I understand how TF-IDF "score" is calculated for each word in a document, but I do not get how can it be used to classify a test document. For example, if the word "Mobile" occurs in two texts, in the training data, one about Business (like the selling of Mobiles) and the other about Tech, then how does the "score" for word "Mobile", in both training and test document over the given dataset, help the algorithm to classify whether the text (a new test document) belongs to "Business" category or "Tech" category? I'm new to NLP, thanks in advance!
It's not a single TFIDF score on its own which makes classification possible, the TFIDF scores are used inside a vector to represent a full document: for every single word $w_i$ in the vocabulary, the $i$th value in the vector contains the corresponding TFIDF score. By using this representation for every document in a collection (the same index always corresponds to the same word), one obtains a big set of vectors (instances), each containing $N$ TFIDF scores (features).

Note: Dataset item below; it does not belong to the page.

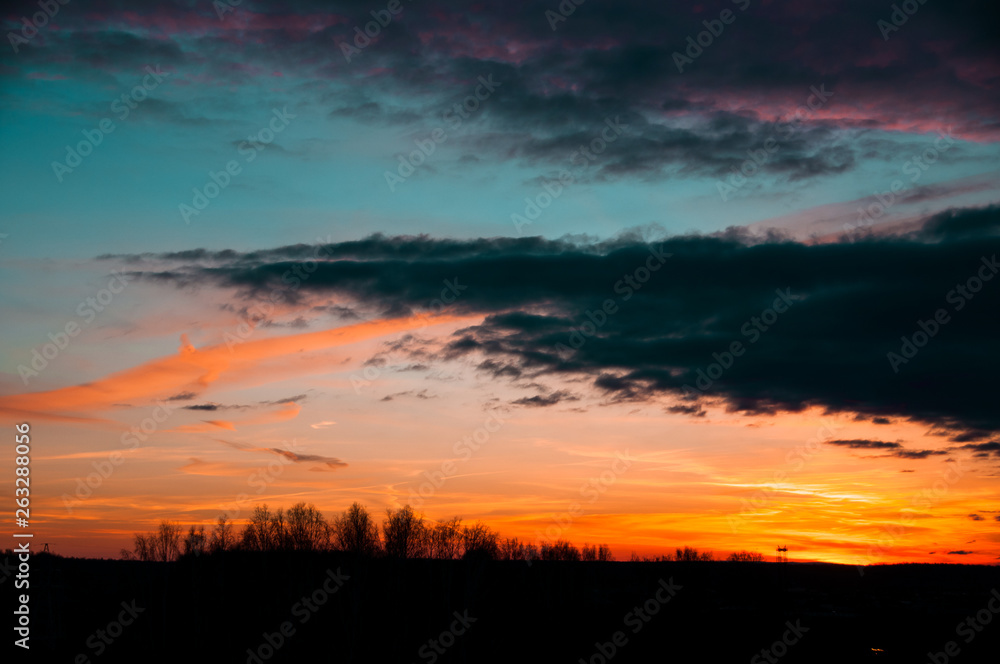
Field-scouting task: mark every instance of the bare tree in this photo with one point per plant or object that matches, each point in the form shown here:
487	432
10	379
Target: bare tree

Assuming we have some training data (labelled documents), we can use any supervised method to learn a model, for instance Naive Bayes, Decision Trees, SVM, etc. These algorithms differ from each other but they are all able to take into account all the features for a document in order to predict a label. So in the example you give maybe the word "mobile" only helps the algorithm eliminate the categories "sports" and "literature", but maybe some other words (or absence of other words) is going to help the algorithm decide between categories "Business" and "Tech".